The data warehouse, combined with the data acquisition processes
that feed it, is designed to accommodate additional sources of
data (flexibility) without changing the architecture (durability).
By including conforming dimensions (components that can be used
in multiple data marts) and summaries, reusability is accommodated.
With a central store of information, as the business community
needs change, the data is often readily available, needing only
to be loaded into a new data mart to meet the new requirements
(maintainability).
The data acquisition process is a complex set of activities that
collects data from various sources and loads it into the data
warehouse. This process often consumes the majority of the development
effort. The most complicated part of this process involves making
business decisions concerning the source of data to be used, the
quality expectations to be met, and how data from multiple sources
will be integrated. The data delivery process filters, formats,
and delivers data from the data warehouse to the data marts. The
data warehouse itself is maintained by an enterprise data management
function to ensure that performance, reliability, and quality
expectations are met.
The architecture includes other important components. Meta data
is information about the data in the warehouse and the data marts
and how it is used. The decision support interface is a set of
end-user access tools used to obtain and navigate through the
data. The enterprise portal is the interface through which the
users get to the data warehouse and data marts. Just as a person
in an office doesnt think about the buildings foundation,
plumbing, and wiring, this portal should be designed to meld the
BI capabilities with business processes so that the architecture
itself disappears into the background.
Methodology
Building a sustainable BI environment requires a program orientation
to ensure that the investment in the architecture and infrastructure
is made. With this investment, companies can realize the benefits
previously cited and be in a position to add new capabilities
very quickly. The methodology itself is iterative, with each project
typically scheduled for completion within three to six months.

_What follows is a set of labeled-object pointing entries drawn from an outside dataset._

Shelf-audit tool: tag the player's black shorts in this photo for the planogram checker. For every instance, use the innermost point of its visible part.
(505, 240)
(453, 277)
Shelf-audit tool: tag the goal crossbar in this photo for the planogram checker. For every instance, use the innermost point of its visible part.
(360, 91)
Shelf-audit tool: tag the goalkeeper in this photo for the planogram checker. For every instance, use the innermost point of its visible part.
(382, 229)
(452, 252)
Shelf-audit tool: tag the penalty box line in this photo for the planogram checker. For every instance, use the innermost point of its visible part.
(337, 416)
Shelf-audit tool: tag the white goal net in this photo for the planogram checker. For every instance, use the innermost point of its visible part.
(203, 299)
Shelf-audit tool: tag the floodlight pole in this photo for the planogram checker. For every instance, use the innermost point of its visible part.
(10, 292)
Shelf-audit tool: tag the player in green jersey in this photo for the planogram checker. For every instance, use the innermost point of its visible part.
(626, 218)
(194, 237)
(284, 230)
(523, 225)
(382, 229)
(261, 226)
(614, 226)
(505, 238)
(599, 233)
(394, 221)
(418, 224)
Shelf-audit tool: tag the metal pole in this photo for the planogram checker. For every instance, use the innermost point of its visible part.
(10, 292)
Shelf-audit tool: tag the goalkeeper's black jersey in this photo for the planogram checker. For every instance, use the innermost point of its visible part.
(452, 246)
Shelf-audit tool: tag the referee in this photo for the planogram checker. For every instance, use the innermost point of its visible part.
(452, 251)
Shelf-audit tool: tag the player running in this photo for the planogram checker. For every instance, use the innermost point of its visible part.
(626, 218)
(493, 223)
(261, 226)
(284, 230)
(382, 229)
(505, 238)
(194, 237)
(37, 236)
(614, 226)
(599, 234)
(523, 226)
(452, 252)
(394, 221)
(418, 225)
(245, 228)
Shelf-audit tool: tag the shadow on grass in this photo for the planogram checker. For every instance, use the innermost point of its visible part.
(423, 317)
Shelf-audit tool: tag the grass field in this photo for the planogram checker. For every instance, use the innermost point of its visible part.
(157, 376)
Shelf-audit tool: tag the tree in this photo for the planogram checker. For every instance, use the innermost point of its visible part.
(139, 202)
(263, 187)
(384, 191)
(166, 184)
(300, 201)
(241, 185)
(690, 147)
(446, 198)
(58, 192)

Each BI effort is a project within the program. It begins with
planning and initiation, in which the scope is defined, the expectations
are set, and the project plan is developed. The next two phases,
getting data in and getting information out,
may be executed in tandem. Within getting data in, the data warehouse
is designed and the data acquisition process is built. Within
getting information out, the data marts are designed, the data
delivery processes are built, and the end-user access facilities
are built. The last phase of each project is deployment, in which
the BI capability is moved into a production environment. Once
the warehouse is built, it must be maintained and managed to ensure
that growth is managed, performance expectations are met, and
that the business continues to get business value.
Summary
Successful BI initiatives require a program orientation, a sustainable
and flexible architecture, and an iterative development methodology.
The program orientation ensures that all of the individual efforts
are coordinated and that the work performed in one project is
leveraged in subsequent projects. The architecture needs to isolate
the data warehouse, which serves as the collection point for data
residing in the operational systems, and the data marts, which
serve as the primary access point for the business community.
The methodology consists of program management activities, as
well as compatible getting data in and getting
information out phases in the individual projects.